KESIMPULAN DAN SARAN


Pasien yang dijelaskan dalam sketsa adalah Graves' hipertiroidisme dan moderat sampai berat dan aktif ophthalmopathy dengan onset baru-baru ini. Evaluasi mata secara menyeluruh diperlukan, diutamakan di pusat spesialistik yang terdapat dokter endokrin dan penyakit mata yang berpengalaman untuk menangani kelainan ini. Orbital CT dan MRI dapat memberikan informasi tentang keterlibatan otot ekstraokular dan kemungkinan kompresi saraf optik. Merokok dikaitkan dengan peningkatan risiko perkembangan Graves ophthalmopathy , dan pasien harus didorong untuk berhenti. Air mata buatan harus diresepkan. Mengingat penyakit mata aktif pasien, kita akan merekomendasikan pengobatan dengan intravena glukokortikoid; glukokortikoid oral sebagai alternatif. Karena tidak ada panduan penggunaan dan dosis optimal, kami menggunakan infus mingguan metilprednisolon (500 mg untuk 6 minggu pertama, diikuti 250mg untuk 6 minggu),35 dengan pemantauan tes faal hati untuk memantau efek samping dari glukokortikoid.
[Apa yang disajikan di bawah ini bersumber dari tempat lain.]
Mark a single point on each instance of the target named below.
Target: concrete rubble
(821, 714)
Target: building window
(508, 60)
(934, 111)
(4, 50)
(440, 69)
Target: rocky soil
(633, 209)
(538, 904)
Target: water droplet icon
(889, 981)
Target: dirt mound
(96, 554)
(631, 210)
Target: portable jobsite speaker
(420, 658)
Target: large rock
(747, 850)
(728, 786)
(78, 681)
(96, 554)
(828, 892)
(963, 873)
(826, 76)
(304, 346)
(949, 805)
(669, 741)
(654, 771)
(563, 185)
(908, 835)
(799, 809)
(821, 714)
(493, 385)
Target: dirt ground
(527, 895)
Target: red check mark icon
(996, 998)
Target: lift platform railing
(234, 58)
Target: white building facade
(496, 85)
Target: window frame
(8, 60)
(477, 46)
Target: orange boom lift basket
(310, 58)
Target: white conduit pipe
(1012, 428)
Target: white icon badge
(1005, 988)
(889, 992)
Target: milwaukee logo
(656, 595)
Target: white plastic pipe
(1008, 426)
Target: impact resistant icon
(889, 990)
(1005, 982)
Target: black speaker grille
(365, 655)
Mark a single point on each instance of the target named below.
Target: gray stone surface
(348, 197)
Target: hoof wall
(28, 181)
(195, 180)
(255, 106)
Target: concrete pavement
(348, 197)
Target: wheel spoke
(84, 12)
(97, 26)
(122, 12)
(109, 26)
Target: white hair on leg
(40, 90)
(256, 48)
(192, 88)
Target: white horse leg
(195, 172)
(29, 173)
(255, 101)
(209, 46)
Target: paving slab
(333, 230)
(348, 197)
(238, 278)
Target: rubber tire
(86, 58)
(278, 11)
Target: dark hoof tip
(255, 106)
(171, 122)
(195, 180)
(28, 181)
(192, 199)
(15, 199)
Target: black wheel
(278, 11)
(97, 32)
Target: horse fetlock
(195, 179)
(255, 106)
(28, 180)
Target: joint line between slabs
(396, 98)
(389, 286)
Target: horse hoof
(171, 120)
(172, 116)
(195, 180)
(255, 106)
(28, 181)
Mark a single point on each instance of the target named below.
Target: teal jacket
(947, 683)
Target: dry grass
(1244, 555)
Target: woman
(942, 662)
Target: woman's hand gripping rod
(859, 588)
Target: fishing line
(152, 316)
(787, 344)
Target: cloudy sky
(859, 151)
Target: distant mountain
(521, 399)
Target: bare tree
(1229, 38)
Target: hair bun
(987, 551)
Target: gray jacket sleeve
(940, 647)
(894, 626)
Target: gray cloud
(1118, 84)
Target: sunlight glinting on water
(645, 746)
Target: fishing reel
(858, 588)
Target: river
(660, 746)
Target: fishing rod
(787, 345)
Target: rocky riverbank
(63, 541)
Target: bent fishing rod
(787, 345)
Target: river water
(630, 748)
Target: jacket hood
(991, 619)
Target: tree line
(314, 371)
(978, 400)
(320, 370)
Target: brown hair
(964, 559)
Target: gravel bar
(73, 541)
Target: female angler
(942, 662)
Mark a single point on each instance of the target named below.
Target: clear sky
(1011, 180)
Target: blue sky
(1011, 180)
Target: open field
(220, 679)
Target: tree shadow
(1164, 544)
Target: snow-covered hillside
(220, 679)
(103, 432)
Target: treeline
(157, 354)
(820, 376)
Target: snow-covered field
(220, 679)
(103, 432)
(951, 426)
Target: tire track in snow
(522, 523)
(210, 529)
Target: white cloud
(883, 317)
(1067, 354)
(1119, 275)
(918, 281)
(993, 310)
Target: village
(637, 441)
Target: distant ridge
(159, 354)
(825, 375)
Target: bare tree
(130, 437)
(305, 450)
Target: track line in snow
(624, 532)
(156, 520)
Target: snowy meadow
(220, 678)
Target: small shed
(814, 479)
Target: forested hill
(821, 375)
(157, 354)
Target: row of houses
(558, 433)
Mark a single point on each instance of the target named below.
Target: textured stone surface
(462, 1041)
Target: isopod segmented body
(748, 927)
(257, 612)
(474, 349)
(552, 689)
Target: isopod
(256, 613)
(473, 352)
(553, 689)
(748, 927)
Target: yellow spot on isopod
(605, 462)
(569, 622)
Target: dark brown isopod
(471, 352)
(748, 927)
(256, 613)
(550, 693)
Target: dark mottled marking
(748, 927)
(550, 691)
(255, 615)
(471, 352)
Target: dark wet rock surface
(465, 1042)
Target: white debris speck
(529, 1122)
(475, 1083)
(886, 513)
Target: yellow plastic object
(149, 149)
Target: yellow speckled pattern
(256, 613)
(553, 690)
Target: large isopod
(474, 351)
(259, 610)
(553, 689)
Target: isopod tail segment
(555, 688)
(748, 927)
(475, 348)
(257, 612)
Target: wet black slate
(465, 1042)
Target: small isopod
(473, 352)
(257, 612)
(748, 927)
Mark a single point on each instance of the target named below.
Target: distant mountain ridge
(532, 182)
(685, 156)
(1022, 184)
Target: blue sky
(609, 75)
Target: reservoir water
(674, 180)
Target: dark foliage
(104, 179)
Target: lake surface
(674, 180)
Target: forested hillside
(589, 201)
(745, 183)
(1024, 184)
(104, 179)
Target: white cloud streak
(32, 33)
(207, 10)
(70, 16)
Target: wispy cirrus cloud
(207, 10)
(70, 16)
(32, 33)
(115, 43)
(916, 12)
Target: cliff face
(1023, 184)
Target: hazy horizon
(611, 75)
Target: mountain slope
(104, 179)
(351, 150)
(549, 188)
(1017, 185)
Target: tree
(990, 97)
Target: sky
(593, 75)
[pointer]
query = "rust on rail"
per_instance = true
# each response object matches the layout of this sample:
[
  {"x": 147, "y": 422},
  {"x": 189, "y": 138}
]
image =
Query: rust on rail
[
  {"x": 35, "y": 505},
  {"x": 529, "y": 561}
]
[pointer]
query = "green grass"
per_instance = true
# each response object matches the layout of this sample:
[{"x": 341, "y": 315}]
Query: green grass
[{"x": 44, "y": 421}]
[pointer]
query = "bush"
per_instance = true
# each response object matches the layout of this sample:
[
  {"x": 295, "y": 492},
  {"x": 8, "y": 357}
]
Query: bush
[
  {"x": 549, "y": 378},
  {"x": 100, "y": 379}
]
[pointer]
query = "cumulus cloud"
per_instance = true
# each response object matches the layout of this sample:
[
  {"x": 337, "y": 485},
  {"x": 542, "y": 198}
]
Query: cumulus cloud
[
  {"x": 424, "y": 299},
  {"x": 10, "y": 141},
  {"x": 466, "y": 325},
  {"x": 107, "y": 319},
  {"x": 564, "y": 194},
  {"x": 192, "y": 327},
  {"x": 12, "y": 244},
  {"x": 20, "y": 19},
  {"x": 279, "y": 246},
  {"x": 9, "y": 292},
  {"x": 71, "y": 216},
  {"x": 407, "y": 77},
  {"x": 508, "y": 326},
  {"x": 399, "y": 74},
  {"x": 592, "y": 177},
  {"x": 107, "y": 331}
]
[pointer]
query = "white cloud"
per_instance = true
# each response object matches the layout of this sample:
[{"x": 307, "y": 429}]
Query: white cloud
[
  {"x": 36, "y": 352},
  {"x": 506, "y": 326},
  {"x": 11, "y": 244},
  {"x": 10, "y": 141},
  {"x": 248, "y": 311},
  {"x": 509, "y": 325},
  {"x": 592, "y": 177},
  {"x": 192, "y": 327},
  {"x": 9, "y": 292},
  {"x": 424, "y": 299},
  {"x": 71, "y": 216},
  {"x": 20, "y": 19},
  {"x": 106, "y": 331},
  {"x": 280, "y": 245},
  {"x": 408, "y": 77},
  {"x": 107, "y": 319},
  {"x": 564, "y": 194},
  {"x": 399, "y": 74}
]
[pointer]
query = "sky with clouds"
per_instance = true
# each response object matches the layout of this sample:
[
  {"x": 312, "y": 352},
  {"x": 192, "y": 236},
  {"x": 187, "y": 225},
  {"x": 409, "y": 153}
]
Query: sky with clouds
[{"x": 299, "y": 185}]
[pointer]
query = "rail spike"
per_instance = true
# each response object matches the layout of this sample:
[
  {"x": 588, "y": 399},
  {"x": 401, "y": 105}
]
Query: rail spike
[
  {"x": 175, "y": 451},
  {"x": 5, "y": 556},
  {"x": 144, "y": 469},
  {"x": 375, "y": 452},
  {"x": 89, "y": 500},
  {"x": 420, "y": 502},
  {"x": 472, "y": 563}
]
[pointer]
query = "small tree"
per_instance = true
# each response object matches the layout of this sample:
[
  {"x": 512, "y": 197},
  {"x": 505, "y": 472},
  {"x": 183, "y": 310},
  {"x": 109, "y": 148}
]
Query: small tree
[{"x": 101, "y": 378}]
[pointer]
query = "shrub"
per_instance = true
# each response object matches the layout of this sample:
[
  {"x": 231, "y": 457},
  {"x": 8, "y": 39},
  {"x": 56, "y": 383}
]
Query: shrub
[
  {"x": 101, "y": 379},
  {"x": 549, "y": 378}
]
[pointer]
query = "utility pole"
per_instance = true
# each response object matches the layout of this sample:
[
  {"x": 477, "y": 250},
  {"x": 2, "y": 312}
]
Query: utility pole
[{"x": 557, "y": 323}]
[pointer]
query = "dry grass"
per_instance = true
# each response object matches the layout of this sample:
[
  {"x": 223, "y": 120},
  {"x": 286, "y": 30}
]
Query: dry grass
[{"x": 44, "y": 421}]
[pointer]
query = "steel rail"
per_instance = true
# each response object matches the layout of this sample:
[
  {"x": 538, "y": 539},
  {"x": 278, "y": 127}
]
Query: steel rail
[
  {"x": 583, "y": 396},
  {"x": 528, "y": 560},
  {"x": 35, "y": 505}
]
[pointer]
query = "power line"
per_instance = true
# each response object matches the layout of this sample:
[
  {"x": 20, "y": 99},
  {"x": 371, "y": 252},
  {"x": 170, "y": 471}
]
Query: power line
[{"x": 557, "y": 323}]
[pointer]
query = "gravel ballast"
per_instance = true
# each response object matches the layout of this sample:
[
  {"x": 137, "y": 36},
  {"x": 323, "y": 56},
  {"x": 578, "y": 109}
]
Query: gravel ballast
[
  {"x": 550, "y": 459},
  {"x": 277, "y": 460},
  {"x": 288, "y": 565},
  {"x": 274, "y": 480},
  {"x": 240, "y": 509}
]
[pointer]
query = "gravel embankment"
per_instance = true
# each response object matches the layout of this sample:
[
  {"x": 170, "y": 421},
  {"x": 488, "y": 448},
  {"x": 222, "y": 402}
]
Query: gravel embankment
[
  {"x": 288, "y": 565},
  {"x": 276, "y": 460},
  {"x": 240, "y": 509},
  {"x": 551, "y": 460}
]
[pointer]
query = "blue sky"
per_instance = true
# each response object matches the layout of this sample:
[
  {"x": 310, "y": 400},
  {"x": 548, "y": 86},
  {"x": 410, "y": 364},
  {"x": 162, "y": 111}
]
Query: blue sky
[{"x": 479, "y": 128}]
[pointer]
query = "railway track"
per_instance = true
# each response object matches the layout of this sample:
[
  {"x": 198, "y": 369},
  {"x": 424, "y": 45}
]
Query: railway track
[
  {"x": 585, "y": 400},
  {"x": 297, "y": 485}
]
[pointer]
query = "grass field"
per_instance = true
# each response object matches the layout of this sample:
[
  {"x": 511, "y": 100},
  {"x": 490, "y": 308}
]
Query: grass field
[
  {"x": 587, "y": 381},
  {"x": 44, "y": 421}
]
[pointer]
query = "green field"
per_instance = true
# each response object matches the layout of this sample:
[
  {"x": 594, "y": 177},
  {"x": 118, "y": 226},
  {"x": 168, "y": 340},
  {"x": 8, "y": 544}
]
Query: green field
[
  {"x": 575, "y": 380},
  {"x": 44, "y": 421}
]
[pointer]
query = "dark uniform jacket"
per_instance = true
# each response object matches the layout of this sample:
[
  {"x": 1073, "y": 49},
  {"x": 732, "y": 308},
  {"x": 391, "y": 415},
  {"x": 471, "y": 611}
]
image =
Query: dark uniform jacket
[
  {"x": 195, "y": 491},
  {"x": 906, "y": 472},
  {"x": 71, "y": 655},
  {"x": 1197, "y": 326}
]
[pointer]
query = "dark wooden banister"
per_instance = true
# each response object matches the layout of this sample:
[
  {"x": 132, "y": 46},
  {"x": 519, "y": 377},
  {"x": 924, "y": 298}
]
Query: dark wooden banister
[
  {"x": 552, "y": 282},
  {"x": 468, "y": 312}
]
Tidak ada panduan untuk pengobatan, tetapi penggunaan secara

bersamaan dari proton-pump inhibitor dan bisphosphonate harus dipertimbangkan, khususnya pada pasien yang berisiko tinggi untuk komplikasi pencernaan bagian atas atau tulang keropos secara berurutan. Jika ophthalmopathy tidak membaik setelah 3 sampai 4 bulan, kami menyarankan pemberian kedua glukokortikoid intravena dengan iradiasi orbital. Pilihan pengobatan alternatif dapat dipertimbangkan kombinasi dosis rendah prednison oral dan cyclosporine.43 Jika ophthalmopathy tidak aktif selama minimal 6 bulan, operasi rehabilitatif (misalnya, dekompresi orbital, operasi strabismus, atau operasi kelopak mata) dapat dilakukan, jika diperlukan. Penting untuk menormalkan fungsi tiroid pasien. Terapi radioiodine beresiko eksaserbasi Graves ophthalmopathy, dengan demikian, kami biasanya meresepkan profilaksis glukokortikoid oral ketika kita menggunakan pendekatan ini. Jika kita mengobati pasien dengan glukokortikoid intravena, terapi radioiodine diberikan dalam periode antara pemberian glukokortikoid. Atau, obat antitiroid dapat dilanjutkan untuk 18 sampai 24 bulan pemberian.